Here is a photo of some of my fellow poets at the fabulous evening mentioned bellow. Here you can see Simon William, Susan Taylor, Clive Pig, Kristina Bieganski, Tim King, James Turner and Jackie Juno. Clive and Jackie being the two headed Bard of Exeter for this coming year and Simon and Susan both having been heavily involved with the Arvon foundation. We were all part of a selection of workshops brought about by Apples and Snakes and held in the Barbican Theatre, we were blessed to have been taught by the fabulously crisp and clear Lucy English and for our final workshop Francesca Beard for final tips on how too survive the stage. The set of workshops culminated in this gig at the B-bar, Barbican Theatre, Plymouth.

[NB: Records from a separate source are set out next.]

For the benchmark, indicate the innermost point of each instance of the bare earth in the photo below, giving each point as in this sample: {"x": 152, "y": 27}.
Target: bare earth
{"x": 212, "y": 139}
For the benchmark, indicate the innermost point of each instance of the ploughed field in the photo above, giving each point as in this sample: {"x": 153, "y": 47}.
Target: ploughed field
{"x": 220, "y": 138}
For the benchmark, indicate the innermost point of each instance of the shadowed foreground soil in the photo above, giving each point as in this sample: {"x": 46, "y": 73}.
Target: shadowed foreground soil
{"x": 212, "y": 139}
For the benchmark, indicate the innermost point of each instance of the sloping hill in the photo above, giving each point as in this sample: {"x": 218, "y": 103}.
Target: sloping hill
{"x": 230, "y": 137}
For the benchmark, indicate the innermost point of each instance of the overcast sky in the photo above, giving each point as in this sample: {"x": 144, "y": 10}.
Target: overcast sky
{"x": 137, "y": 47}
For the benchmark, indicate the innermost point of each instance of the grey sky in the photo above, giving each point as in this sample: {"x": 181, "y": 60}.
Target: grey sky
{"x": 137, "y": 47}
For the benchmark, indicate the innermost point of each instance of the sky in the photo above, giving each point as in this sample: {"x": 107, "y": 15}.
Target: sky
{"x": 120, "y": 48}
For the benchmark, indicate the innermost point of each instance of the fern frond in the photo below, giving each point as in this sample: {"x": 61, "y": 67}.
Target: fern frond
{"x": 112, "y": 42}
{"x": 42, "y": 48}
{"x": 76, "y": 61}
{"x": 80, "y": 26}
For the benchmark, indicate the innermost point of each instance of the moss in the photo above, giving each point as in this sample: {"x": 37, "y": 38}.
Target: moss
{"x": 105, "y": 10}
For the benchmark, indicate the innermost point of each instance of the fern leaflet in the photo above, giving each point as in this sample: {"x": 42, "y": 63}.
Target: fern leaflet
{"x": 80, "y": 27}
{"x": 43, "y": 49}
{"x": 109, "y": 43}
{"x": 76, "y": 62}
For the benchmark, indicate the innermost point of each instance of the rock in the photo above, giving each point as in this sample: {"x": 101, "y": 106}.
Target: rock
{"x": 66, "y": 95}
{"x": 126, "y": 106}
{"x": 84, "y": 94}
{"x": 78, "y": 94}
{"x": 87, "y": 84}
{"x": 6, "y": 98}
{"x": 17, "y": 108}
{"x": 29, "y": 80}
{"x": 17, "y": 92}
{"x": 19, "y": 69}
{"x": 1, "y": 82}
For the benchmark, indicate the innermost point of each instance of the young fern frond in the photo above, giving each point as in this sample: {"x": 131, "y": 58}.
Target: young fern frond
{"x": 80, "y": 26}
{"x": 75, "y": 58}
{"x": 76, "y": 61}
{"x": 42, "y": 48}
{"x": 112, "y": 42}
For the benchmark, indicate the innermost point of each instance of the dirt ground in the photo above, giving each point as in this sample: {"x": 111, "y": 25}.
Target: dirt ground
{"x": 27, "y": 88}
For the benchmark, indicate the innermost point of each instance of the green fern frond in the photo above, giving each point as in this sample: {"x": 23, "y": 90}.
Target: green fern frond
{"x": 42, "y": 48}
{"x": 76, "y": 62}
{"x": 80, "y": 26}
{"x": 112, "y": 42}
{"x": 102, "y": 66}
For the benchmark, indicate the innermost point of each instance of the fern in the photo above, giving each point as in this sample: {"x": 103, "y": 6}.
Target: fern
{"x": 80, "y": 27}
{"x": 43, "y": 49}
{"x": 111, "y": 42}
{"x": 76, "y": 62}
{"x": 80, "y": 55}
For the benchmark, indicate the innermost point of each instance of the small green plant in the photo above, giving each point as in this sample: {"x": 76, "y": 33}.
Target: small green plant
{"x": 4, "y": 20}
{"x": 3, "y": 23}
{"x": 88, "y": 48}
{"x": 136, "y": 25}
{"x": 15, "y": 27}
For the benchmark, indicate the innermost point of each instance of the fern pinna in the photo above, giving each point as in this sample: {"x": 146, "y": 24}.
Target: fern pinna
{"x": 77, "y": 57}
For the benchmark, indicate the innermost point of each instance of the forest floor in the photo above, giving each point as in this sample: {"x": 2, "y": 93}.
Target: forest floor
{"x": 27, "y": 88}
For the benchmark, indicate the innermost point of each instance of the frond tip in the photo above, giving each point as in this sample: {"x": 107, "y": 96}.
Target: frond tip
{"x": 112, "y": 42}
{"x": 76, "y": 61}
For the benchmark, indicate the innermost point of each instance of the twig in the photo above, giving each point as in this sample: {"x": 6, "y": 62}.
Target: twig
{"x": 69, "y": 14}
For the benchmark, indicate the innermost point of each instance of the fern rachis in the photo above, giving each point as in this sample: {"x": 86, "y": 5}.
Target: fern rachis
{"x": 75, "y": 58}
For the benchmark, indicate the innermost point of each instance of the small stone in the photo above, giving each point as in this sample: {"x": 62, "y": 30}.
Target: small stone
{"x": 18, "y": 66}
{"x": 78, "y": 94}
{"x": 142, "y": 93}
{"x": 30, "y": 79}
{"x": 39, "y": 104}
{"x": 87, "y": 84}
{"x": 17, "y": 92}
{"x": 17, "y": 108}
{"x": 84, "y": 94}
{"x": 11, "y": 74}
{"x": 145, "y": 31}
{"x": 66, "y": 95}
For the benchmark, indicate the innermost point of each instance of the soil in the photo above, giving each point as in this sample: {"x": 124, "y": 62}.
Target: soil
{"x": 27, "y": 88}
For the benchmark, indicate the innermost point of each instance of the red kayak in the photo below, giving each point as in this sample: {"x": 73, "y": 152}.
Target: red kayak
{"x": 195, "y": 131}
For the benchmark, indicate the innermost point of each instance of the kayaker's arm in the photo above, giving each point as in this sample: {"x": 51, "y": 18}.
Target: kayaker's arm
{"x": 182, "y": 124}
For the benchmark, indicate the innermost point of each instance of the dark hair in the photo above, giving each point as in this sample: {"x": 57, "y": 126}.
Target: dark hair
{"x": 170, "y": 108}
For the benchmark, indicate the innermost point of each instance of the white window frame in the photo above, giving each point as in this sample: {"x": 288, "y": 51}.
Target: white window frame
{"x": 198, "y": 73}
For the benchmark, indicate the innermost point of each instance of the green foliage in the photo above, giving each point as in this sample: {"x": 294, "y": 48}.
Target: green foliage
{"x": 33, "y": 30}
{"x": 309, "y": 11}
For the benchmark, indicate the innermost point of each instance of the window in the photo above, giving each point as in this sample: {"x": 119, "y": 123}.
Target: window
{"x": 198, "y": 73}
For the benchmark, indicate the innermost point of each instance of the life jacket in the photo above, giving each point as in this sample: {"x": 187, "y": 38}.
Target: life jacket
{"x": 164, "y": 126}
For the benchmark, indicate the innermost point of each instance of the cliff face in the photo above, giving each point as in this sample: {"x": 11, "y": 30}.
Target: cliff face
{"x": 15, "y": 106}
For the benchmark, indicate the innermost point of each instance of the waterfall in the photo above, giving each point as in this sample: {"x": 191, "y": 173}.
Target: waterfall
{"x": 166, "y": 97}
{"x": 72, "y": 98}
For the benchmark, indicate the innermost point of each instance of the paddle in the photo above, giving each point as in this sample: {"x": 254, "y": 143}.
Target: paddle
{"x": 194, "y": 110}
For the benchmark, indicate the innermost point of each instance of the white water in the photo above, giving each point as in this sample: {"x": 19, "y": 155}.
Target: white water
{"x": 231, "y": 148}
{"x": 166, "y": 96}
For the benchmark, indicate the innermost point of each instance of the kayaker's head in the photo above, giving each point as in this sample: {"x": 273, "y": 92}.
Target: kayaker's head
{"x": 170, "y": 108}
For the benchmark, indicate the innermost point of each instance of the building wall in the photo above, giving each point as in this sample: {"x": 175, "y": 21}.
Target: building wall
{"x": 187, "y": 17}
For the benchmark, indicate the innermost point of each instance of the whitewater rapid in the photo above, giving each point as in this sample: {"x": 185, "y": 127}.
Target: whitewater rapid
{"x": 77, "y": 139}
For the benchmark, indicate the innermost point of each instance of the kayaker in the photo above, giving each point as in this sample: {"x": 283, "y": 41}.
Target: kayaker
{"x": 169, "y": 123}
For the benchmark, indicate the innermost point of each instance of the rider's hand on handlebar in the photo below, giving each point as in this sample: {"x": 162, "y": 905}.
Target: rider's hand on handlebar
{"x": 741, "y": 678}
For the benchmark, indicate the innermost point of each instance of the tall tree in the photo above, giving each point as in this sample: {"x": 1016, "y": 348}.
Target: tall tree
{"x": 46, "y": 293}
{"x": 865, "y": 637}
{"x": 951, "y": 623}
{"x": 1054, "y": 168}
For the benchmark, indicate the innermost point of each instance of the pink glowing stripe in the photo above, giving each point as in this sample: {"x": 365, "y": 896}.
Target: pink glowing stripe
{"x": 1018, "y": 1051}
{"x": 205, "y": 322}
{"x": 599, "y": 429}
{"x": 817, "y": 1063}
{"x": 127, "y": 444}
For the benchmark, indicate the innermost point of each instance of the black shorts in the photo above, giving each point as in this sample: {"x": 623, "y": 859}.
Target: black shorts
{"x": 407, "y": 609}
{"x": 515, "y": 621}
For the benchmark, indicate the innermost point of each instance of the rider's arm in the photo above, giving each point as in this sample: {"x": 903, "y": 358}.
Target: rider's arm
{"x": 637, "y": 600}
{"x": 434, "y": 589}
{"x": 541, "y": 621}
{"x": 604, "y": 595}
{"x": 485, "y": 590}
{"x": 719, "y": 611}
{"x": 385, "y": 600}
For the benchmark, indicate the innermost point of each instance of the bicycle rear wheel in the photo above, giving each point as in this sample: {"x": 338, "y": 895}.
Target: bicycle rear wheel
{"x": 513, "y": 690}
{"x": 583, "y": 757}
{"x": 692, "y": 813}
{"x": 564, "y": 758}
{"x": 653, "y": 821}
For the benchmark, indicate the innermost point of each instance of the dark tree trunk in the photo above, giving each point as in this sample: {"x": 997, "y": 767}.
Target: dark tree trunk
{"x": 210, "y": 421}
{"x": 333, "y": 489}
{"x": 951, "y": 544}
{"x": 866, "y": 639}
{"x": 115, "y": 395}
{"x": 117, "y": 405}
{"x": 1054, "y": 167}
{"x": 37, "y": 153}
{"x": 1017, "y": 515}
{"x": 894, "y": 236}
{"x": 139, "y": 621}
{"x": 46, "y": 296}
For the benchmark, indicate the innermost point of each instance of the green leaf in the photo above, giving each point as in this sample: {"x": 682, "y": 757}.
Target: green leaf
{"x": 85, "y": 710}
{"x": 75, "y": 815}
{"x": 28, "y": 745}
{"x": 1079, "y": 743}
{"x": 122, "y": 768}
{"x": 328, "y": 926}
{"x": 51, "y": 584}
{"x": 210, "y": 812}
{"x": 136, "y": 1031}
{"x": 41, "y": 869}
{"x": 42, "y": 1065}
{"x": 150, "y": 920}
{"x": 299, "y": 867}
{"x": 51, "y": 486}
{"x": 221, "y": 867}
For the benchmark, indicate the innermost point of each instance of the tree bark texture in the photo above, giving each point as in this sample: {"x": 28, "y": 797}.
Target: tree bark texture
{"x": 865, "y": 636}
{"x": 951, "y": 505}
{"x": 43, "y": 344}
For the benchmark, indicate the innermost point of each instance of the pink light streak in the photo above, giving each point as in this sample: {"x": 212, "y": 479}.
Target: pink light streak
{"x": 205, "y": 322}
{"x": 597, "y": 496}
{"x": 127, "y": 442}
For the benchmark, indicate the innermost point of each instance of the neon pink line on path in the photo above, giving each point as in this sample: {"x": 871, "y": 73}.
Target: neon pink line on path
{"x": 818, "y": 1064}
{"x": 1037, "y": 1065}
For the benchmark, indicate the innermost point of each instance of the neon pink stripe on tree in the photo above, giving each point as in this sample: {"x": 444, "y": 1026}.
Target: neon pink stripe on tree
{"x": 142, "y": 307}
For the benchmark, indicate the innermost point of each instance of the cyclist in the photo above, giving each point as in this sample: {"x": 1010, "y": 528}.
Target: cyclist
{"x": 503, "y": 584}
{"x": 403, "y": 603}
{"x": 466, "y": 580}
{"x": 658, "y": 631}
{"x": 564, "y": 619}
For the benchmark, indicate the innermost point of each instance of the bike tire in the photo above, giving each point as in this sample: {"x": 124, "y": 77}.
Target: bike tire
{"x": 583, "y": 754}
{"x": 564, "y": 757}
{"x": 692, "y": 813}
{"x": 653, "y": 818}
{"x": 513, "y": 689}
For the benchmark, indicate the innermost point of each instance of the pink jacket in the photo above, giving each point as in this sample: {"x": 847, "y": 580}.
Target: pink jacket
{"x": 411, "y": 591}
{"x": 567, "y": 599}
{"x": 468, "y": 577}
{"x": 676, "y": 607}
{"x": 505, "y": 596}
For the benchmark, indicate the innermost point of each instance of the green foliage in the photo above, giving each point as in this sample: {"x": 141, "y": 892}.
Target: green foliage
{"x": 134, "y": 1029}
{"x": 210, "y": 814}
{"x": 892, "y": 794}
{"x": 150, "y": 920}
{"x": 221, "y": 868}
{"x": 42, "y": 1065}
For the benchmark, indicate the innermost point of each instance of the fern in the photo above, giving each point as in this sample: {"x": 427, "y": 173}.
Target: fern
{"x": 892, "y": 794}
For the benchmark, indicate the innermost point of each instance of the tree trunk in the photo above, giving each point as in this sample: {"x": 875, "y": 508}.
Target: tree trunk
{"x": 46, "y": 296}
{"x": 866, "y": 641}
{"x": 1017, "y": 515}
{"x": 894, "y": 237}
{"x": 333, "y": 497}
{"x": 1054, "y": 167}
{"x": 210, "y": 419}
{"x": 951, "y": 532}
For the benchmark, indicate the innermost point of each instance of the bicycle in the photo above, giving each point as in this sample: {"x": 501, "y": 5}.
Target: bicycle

The Beautful Bar at the Barbican
The evening was amazing, as a group it would be fair to say that we had truly been on a journey together walking beside each other, the more experienced as mentioned above and the Virgin performers and anything in between from seasoned Open Mic-ers to my self - a patchy participator in which ever scene i find myself near to on my travels.
The night was opened by an apparently spontaneous argument beginning in the audience, however, just before the British silent panic grew, it became clear that it was actually orchestrated by Clive Pig as the opening to his piece 'Poetry is not a Four Letter Word'. Exploding out from the audience Clive began his "verbal tirade on the anti-poetry brigade" leaving the audience in no doubt that the poetry they were about to hear that evening was going to be exciting and varied.
After this outburst we were guided through the evening by the wonderful Mama Tokus resident compere at the Barbican Theatre who had also been being Kindled as a performance poet, she shared with us her exuberant and lively poem about the Marchesa Luisa Casati.
Jackie Juno and Mama Tokus
There were four poets in each section with a refreshing 10minute break between each section, the organisation at the Barbican is top notch and I believe we have the Apples and Snakes co-ordinator for our area, Gina Sherman, to thank for that as well as the other staff at the Barbican. I think it's really important to recognise how much attention it takes to listen to poetry properly and those 10 minute breaks make all the difference for both performers and audience.
On to the other poets - every poet held their own space on the stage drawing around them selves their own special air, each poet reading only one poem meant the change-overs were fast and the selection diverse. There were poems about Essex girls teaching astro-physics, the diversity and togetherness found in a chip shop queue, beautiful friends in memorandum with exquisite cello backings. One poem contained thoughts on the large hadron collider, bits of folk music, funny info on ancient folk lyrics, the benefits, or lack of, in eating Ivy, we had some MCing from MCMC that flowed into some impressive free-styling. We had intimate and revealing poems about the power of friendship versus the sway of drug addiction, one about the nature of trying to capture a poem, another of 10 things about the poet, one of a poets ideal world and the final poem from Jackie Juno about the magic of birth hilariously punctuated with "bovine screams and lupine howls".
MCMC and myself
An all in all wonderful night and i would like to thank Apples and Snakes and the Barbican Theatre for making it all possible and i would like to thank my fellow poets all for being so wonderfully talented and fun to metaphorically travel with.